りつこの読書と落語メモ

読んだ本と行った落語のメモ

ゴースト・ハント

ゴースト・ハント (創元推理文庫)

ゴースト・ハント (創元推理文庫)

★★★★

「赤い館」「ゴースト・ハント」などの名高い作品をはじめとする、黄金期最後の英国怪奇小説の名手による傑作短編を、本邦初訳5作を含む全18編を収める決定版。

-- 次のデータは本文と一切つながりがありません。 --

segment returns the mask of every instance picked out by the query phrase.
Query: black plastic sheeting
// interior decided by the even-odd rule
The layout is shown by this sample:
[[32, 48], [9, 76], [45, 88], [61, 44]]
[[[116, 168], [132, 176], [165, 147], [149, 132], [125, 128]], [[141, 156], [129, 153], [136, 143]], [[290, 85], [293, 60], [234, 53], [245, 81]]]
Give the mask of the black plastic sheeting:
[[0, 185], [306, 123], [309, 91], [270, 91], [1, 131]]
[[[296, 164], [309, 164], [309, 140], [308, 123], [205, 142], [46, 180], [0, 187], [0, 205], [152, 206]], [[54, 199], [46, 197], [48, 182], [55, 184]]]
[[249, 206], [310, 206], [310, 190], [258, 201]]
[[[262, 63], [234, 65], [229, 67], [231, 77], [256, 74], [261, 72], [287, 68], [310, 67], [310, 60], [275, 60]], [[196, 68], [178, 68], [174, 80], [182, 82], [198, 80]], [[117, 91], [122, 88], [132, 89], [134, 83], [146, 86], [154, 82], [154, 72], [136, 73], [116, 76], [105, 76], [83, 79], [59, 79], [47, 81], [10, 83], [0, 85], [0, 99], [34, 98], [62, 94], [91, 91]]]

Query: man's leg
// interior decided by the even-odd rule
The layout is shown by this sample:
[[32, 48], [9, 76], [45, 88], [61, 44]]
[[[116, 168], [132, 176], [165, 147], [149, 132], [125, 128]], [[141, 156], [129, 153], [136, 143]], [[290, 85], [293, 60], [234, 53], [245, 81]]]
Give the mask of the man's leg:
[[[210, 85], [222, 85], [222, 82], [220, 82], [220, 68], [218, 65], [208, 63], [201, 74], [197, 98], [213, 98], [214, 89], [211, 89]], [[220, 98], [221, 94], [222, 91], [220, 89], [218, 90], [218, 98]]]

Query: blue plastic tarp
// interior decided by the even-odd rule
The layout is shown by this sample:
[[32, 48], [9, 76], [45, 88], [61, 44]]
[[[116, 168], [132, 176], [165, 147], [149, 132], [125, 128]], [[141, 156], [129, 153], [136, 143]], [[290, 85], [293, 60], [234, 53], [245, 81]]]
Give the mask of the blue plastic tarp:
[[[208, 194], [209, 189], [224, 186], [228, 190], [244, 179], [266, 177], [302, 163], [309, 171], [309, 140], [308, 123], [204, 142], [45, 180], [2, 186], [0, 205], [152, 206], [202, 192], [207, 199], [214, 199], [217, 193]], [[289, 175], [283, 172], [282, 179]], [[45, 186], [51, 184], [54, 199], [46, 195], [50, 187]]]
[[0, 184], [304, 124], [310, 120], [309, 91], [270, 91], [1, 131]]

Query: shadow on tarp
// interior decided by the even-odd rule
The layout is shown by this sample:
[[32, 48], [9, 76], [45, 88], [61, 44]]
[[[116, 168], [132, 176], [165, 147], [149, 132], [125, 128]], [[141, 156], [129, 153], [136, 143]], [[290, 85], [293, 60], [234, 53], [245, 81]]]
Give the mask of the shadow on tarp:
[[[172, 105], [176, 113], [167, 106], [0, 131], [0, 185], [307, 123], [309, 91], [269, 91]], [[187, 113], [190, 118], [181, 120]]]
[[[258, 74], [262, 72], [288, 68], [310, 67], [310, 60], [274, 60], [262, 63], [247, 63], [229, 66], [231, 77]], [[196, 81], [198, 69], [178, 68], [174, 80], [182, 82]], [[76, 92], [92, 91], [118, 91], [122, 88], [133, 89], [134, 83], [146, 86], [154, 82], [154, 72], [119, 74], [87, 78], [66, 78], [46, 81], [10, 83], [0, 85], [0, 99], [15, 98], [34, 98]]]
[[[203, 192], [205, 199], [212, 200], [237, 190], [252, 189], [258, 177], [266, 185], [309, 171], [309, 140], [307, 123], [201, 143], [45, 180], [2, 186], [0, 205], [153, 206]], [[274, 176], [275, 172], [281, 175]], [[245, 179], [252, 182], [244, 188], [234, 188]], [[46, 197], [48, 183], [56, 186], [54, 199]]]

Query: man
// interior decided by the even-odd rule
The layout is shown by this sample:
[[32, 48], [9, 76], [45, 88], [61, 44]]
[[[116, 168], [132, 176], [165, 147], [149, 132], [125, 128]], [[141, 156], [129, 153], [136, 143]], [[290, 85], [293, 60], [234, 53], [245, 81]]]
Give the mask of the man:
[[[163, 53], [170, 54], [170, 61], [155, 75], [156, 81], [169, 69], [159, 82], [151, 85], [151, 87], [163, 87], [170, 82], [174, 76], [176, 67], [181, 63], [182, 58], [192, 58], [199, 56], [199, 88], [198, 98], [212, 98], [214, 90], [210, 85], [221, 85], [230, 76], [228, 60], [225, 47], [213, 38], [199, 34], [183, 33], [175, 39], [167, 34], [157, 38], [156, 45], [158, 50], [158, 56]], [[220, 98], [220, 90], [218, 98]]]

海外のお化けは正直あまり怖くない。私が怖いのは日本のお化けだ。じっとりしたいつまでもまとわりつくような怨念。古くから伝わる言い伝え。因習。洋物より和物のほうが断然怖い。
この短編集も全部が全部怖かったわけではないのだが、イギリス的な雰囲気に満たされながら少し古めかしい幽霊譚をじっくり読める楽しさがある。古めかしさ、奥ゆかしさがあって、幽霊譚以上の読みごたえを与えている。

ゴーストハント
幽霊屋敷訪問の様子を実況するラジオ番組「ゴーストハント」。屋敷を実際に探検するのはその道の権威であるミニヨン教授。DJのトニーは部屋に残り実況を行うのだが、屋敷の邪悪な「何か」に取り囲まれて、軽薄そのものだった語りが徐々に変化してきて…。
実際探検するより、何かが起きている気配を「見えない」ところから見ているのが一番怖いのかもしれない。そういう意味では読んでる私たちも決して安全ではないのかもしれない…ぞぞぞ…。

「通路」
こちらも幽霊屋敷の話。これは何が怖いってラストが怖い。誰か分からないところが怖い…。

「最初の一束」
何が怖いって愚鈍な田舎の人達の狂信が怖い。柱の中に何が入っているのかは読み進めるうちに想像がつく。それを確かめるに至る過程が怖い。

「チャレルの谷」「不死鳥」「蜂の死」は人間の悪意のこわさがじわり。やり過ぎないところがよい。